Since I’m now working on developing my own Battle Bot, I’ve been searching for ways to control it wirelessly. It needs to be simple, fast, cross-platform (phone, PC, etc) and should be reliable. Most of the available options on the internet either use arrow buttons to orientate the robot, recommend a bluetooth app, or require overkill hardware (e.g. raspberry Pi) to run ROS:

I’ve continued to research about robot controller I could take inspiration from until I found a Sparkfun article about a Wifi controlled robot. Not only is simple and cross platform (every device has a browser) but also supports high data bandwidth, in constrast to bluetooth, so in case I decide to stream a Robot POV to a VR headset, it is possible.

Using Wifi came in handy, since I’ve used the ESP Web Server library before as it works flawlessly.

Control Logic

The plan is to have a two analog controller: one (left) which controls the speed (Y axis) and another one (right) which controls the direction (X axis). A ESP32 will host a webserver using the previously stated ESP Web Server library and the browser will act as client and dispatch an update request to the server.

graph TD;
  B[Robot Controller Web Client]-- update(x, y) -->A[ESP32 Web Server];

Both, X and Y are the result of the position of the joysticks. The left joystick will update x whereas the right will update y. To avoid having two requests, the values are cached and sent together every 50ms to the ESP32.

graph TD;
  L[Joystick Left] -- y --> R[Memory];
  J[Joystick Right]-- x --> R[Memory];
  I[setInterval] --> B;
  R -- x, y --> B;
  B[Robot Controller Web Client]-- update(x, y) -->A[ESP32 Web Server];
  B -- 50 ms --> I;

On the client side, it is as simple as creating two joysticks, caching its data and sending a request every 50ms.

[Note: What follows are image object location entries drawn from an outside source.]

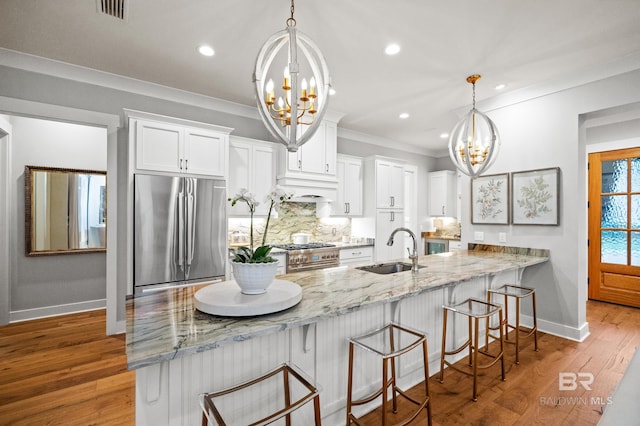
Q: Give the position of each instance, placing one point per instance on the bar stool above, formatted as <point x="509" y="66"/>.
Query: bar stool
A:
<point x="475" y="310"/>
<point x="295" y="394"/>
<point x="389" y="342"/>
<point x="518" y="293"/>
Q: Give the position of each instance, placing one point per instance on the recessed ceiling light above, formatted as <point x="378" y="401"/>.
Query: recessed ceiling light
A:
<point x="205" y="50"/>
<point x="392" y="49"/>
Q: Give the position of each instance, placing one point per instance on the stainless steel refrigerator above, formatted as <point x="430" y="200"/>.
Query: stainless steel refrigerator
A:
<point x="179" y="231"/>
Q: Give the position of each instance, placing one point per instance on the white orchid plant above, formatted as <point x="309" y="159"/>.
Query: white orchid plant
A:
<point x="275" y="198"/>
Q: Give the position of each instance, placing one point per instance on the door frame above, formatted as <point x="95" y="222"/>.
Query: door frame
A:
<point x="5" y="231"/>
<point x="633" y="143"/>
<point x="13" y="106"/>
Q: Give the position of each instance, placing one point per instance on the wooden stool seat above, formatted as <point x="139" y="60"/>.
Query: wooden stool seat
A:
<point x="518" y="293"/>
<point x="389" y="342"/>
<point x="475" y="310"/>
<point x="295" y="394"/>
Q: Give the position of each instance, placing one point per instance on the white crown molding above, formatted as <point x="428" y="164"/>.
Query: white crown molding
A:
<point x="380" y="141"/>
<point x="619" y="66"/>
<point x="51" y="67"/>
<point x="37" y="64"/>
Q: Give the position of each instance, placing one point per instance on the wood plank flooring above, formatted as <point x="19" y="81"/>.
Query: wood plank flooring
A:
<point x="64" y="370"/>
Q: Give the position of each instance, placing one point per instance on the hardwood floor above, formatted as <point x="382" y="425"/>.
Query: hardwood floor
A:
<point x="64" y="370"/>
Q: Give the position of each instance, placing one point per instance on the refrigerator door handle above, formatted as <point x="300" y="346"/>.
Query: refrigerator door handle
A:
<point x="180" y="229"/>
<point x="190" y="228"/>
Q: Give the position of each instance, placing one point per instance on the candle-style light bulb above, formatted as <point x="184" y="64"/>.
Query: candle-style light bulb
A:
<point x="287" y="76"/>
<point x="270" y="96"/>
<point x="312" y="87"/>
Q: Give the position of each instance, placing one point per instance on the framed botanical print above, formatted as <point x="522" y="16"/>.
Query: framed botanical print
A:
<point x="490" y="199"/>
<point x="535" y="197"/>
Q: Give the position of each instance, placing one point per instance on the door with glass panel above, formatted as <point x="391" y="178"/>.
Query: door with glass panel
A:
<point x="614" y="226"/>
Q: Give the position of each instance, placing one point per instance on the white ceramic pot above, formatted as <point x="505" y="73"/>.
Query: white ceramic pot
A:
<point x="300" y="238"/>
<point x="254" y="278"/>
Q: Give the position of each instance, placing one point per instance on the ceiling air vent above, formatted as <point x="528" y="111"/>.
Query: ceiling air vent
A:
<point x="115" y="8"/>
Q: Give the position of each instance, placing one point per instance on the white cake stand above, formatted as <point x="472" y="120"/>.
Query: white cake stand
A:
<point x="225" y="299"/>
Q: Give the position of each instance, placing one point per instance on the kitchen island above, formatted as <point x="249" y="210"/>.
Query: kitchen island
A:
<point x="179" y="352"/>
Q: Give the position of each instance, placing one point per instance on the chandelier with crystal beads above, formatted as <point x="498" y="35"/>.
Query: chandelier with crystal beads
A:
<point x="474" y="142"/>
<point x="293" y="114"/>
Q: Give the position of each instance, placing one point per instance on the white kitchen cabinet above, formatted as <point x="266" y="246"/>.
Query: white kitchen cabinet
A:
<point x="170" y="147"/>
<point x="443" y="193"/>
<point x="389" y="176"/>
<point x="252" y="167"/>
<point x="317" y="156"/>
<point x="353" y="255"/>
<point x="386" y="222"/>
<point x="350" y="180"/>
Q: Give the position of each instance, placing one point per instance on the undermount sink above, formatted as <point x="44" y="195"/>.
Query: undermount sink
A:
<point x="387" y="268"/>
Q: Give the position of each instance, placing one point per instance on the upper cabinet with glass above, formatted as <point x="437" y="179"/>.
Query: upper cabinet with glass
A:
<point x="65" y="211"/>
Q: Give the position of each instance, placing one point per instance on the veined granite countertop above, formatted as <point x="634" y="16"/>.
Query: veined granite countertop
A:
<point x="165" y="325"/>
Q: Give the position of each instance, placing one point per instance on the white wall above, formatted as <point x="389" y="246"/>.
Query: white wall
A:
<point x="541" y="133"/>
<point x="42" y="285"/>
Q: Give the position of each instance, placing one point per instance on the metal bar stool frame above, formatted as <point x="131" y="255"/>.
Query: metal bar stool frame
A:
<point x="388" y="359"/>
<point x="472" y="340"/>
<point x="527" y="332"/>
<point x="288" y="371"/>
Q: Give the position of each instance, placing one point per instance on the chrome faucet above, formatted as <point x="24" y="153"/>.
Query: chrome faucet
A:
<point x="413" y="256"/>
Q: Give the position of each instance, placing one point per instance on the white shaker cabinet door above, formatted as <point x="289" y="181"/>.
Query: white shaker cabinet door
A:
<point x="159" y="147"/>
<point x="205" y="153"/>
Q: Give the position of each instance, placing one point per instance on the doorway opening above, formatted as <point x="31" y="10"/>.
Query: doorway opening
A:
<point x="614" y="226"/>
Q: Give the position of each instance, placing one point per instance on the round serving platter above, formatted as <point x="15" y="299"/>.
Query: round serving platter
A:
<point x="226" y="299"/>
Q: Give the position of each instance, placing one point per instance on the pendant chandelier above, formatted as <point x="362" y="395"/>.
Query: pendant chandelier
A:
<point x="474" y="141"/>
<point x="295" y="114"/>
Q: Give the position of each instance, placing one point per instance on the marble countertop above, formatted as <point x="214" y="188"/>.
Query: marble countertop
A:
<point x="165" y="325"/>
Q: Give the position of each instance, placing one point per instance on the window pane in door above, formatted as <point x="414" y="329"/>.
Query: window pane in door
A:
<point x="614" y="247"/>
<point x="635" y="249"/>
<point x="635" y="175"/>
<point x="635" y="211"/>
<point x="614" y="176"/>
<point x="614" y="211"/>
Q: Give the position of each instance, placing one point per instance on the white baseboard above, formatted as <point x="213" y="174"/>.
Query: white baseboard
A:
<point x="121" y="327"/>
<point x="560" y="330"/>
<point x="52" y="311"/>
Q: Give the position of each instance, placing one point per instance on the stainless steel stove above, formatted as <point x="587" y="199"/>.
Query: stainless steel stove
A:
<point x="305" y="257"/>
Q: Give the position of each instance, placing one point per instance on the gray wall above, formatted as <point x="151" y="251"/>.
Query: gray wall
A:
<point x="545" y="132"/>
<point x="45" y="281"/>
<point x="537" y="133"/>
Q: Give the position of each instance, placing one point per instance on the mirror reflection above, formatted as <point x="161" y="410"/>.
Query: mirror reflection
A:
<point x="65" y="210"/>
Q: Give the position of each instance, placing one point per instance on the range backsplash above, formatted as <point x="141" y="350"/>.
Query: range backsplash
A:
<point x="292" y="218"/>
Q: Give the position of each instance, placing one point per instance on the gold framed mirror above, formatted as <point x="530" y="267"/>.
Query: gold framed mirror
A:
<point x="65" y="211"/>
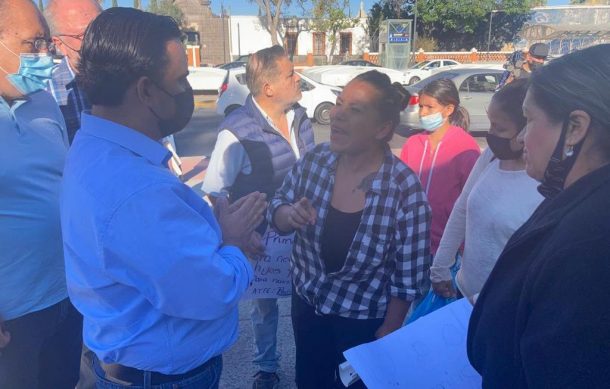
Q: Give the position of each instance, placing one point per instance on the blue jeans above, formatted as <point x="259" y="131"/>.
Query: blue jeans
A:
<point x="265" y="316"/>
<point x="207" y="379"/>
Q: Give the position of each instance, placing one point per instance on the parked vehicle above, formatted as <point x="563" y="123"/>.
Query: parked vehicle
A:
<point x="317" y="98"/>
<point x="204" y="79"/>
<point x="476" y="87"/>
<point x="359" y="62"/>
<point x="425" y="69"/>
<point x="340" y="75"/>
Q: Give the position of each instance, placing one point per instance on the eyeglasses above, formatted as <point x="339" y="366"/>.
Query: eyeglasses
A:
<point x="41" y="44"/>
<point x="77" y="37"/>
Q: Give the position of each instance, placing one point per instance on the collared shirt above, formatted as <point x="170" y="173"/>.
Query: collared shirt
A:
<point x="34" y="145"/>
<point x="229" y="157"/>
<point x="145" y="262"/>
<point x="72" y="101"/>
<point x="390" y="253"/>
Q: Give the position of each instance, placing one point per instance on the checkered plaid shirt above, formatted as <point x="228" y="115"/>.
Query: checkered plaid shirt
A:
<point x="390" y="253"/>
<point x="71" y="100"/>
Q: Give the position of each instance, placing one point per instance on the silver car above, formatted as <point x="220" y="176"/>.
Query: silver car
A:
<point x="476" y="87"/>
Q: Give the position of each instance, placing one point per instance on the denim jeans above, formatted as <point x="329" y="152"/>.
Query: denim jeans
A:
<point x="44" y="351"/>
<point x="265" y="316"/>
<point x="207" y="379"/>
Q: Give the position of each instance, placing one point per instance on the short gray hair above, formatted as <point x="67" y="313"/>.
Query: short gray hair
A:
<point x="262" y="67"/>
<point x="51" y="9"/>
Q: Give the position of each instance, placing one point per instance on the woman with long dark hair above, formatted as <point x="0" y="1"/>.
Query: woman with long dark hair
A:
<point x="361" y="251"/>
<point x="542" y="319"/>
<point x="497" y="199"/>
<point x="444" y="154"/>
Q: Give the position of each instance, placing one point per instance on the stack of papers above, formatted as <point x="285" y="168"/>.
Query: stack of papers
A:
<point x="428" y="353"/>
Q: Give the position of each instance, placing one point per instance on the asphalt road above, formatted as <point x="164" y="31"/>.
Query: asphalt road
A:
<point x="198" y="140"/>
<point x="199" y="136"/>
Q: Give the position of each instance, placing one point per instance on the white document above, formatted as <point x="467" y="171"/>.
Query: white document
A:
<point x="428" y="353"/>
<point x="272" y="278"/>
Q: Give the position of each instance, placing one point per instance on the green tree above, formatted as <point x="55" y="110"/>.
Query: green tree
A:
<point x="270" y="13"/>
<point x="167" y="8"/>
<point x="463" y="24"/>
<point x="329" y="17"/>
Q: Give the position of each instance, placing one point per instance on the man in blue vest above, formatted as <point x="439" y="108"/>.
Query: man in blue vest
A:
<point x="256" y="147"/>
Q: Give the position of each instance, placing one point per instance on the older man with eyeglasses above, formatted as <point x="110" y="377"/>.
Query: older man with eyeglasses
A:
<point x="68" y="20"/>
<point x="40" y="337"/>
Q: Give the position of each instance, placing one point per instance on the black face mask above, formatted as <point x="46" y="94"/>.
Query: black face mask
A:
<point x="558" y="168"/>
<point x="501" y="148"/>
<point x="185" y="105"/>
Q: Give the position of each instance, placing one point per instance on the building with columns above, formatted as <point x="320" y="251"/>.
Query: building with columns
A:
<point x="210" y="31"/>
<point x="222" y="38"/>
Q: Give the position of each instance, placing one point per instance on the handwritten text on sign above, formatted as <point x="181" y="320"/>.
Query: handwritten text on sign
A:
<point x="272" y="277"/>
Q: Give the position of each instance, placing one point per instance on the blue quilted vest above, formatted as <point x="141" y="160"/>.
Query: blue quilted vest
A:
<point x="270" y="154"/>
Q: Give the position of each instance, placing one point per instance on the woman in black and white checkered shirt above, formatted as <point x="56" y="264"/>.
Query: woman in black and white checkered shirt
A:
<point x="362" y="222"/>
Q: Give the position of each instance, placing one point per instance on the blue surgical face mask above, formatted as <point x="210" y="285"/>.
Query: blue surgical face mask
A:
<point x="432" y="122"/>
<point x="34" y="71"/>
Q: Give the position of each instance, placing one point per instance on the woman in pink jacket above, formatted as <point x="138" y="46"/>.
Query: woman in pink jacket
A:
<point x="444" y="154"/>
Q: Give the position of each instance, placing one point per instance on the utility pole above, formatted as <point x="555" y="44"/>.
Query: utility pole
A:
<point x="491" y="17"/>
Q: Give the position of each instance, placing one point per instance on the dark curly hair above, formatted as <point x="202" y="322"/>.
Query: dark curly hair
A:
<point x="393" y="97"/>
<point x="120" y="46"/>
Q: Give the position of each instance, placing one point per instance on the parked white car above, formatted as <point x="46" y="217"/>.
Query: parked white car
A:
<point x="425" y="69"/>
<point x="340" y="75"/>
<point x="205" y="78"/>
<point x="317" y="98"/>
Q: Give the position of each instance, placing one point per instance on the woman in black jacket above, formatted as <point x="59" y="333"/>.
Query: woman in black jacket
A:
<point x="542" y="319"/>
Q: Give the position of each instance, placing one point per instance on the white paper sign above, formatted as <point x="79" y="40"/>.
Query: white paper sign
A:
<point x="429" y="353"/>
<point x="272" y="278"/>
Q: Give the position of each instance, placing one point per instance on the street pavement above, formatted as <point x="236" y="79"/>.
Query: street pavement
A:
<point x="194" y="145"/>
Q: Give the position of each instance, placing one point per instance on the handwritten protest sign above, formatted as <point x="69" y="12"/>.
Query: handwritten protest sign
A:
<point x="429" y="353"/>
<point x="272" y="277"/>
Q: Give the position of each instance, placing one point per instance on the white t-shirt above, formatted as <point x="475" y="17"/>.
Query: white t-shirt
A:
<point x="492" y="206"/>
<point x="229" y="158"/>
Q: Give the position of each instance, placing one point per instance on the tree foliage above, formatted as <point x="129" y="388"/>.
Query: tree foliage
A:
<point x="167" y="8"/>
<point x="459" y="24"/>
<point x="270" y="13"/>
<point x="329" y="16"/>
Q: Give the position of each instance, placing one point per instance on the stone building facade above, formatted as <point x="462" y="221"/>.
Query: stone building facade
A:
<point x="214" y="31"/>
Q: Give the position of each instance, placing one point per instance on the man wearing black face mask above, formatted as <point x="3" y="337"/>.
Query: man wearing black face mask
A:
<point x="156" y="275"/>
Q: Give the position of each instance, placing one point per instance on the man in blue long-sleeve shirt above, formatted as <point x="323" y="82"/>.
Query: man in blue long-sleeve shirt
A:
<point x="154" y="274"/>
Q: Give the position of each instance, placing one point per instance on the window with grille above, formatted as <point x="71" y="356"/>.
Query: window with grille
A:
<point x="345" y="45"/>
<point x="319" y="43"/>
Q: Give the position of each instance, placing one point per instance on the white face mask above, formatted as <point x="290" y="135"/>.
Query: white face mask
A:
<point x="432" y="122"/>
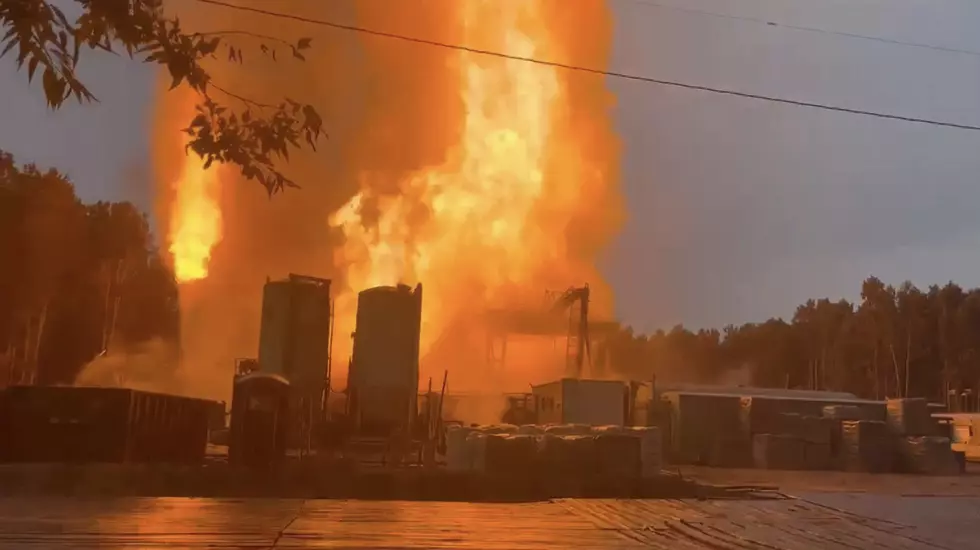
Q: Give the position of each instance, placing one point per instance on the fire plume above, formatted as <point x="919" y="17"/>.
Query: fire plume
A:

const JoyLeft = new JoyStick('joystick-left', {}, function (thumb) {
  newY = thumb.y;
});
const JoyRight = new JoyStick('joystick-right', {}, function (thumb) {
  newX = thumb.x;
});
 
function _sendXandYToDevice() {
  if (isRequestOnGoing) {
    return;
  }
  if (
    (Math.abs(oldX - newX) > JOYSTICK_OFFSET) ||
    (Math.abs(oldY - newY) > JOYSTICK_OFFSET)
  ) {
    oldX = newX;
    oldY = newY;
 
    _request("/update?x=" + newX + "&y=" + newY);
  }
}
 
// Attempt to send the speed and the direction every 50ms
setInterval(() => { _sendXandYToDevice(); }, JOYTSTICK_REQUEST_INTERVAL);

On the server side, it is simple as creating a handler for the previous request:

server.on("/update", HTTP_GET, [](AsyncWebServerRequest* request) {
  if (request->hasParam(HTTP_MOTOR_X) && request->hasParam(HTTP_MOTOR_Y)) {
    machine_room_update(request->getParam(HTTP_MOTOR_X)->value().toInt(),
                        request->getParam(HTTP_MOTOR_Y)->value().toInt());
    request->send(200, "text/plain", "OK");
    return;
  }
  request->send(404, "text/plain");
});

Graphical User Interface

Finally, the look of the controller. I’m terrible at managing CSS styling but managed to make something presentable.

Remote client

In order to present an html page like this one, the ESP32 needs to support SPIFFS and create another handle for the root path (”).

server.on("/", HTTP_GET, [](AsyncWebServerRequest* request) {
  // https://arduino-esp8266.readthedocs.io/en/latest/filesystem.html
  request->send(SPIFFS, "/home.html", "text/html");
});

The file home.html has the code for the robot controller.